Victor Davis Hanson pointed out the relativistic nature of the speech, with a hidden rejection of absolutes that guts it of any moral authority.
The tragedy of Obama's speech and the mindless endorsement of it was the rejection of any constant moral standard—an absolute sense of wrong and right that transcends situational ethics, context, and individual particulars. And once one jettisons such absolutes, they won't be there when one wishes to seek refuge in them in a future hour of need.
When he failed to "disown" Rev. Wright, and then brought in parallels of things purportedly as bad, or offered excuses that Wright had done good things to balance the bad, or that there were certain mitigating circumstances that explain his hatred, then the universal wrong of Wright's racism and lying disappears and with it any ethical standard by which we have moral authority to condemn such vitriol.
Newt Gingrich went on Cavuto's FoxNews show to declare the speech "intellectually dishonest." Video at the link.
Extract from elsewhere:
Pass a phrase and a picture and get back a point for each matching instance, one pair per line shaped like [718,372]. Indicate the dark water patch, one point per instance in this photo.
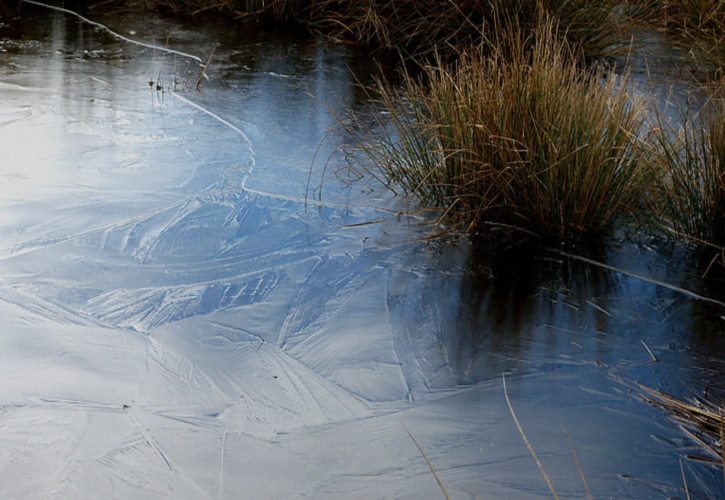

All things considered, though, it's these two YouTube efforts that best describe what went wrong with this speech. The first shows Obama flip flopping on what he knew and when he knew it. The second compares Obama's own words to those of his wife and his pastor. I think I see the beginnings of a 527 negative ad in that second clip.
First the flipflop:
Then the comparison:
No matter what, this will serve as ammunition for Hillary's campaign, who will surely continue to run the "Red Phone" ad as a contrast to Obama's inconsistency and unreadiness. If she fail to capitalize on this inconsistency, Senator McCain surely will.